Two things are missing:
Better documentation and example programs, so more people will learn MathLink
If the MathLink library (not Mathematica!) were open source, people would be able to use it to link to libraries which are licensed under the GPL. Even a separate open source implementation that only supports shared memory passing would be sufficient—no need to publish the currently used code in full. Many scientific libraries are licensed under the GPL, often without their authors even realizing that they are practically preventing them from being used from closed source systems like Mathematica (due to the need to link to the MathLink libraries). To be precise, GPL licensed code can be linked with Mathematica, but the result cannot be shared with anyone. I have personally requested the author of a certain library to grant an exception for linking to Mathematica, and they did not grant it. Even worse, I am not sure they understood the issue. The authors of other libraries cannot grant such a permission because they themselves are using yet other GPL's libraries.
MathLink already has a more permissive license than Mathematica.

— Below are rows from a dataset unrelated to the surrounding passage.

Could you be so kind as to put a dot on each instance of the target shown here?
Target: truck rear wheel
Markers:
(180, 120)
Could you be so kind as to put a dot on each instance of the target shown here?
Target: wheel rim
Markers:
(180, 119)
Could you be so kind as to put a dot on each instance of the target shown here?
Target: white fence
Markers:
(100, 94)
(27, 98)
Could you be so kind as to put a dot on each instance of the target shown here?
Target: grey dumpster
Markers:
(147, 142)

Why not go all the way and publish an open source implementation?
I am hoping that Wolfram will fix these two problems, and encourage people to create MathLink-based interfaces to other systems. (However, I also hope that Wolfram will create a high-quality Python link themselves instead of relying on the community.)
I have talked about the potential of Mathematica as a glue-language at some Wolfram events in France, and I believe that the capability to interface external libraries/systems easily is critical for Mathematica's future, and so is a healthy third-party package ecosystem.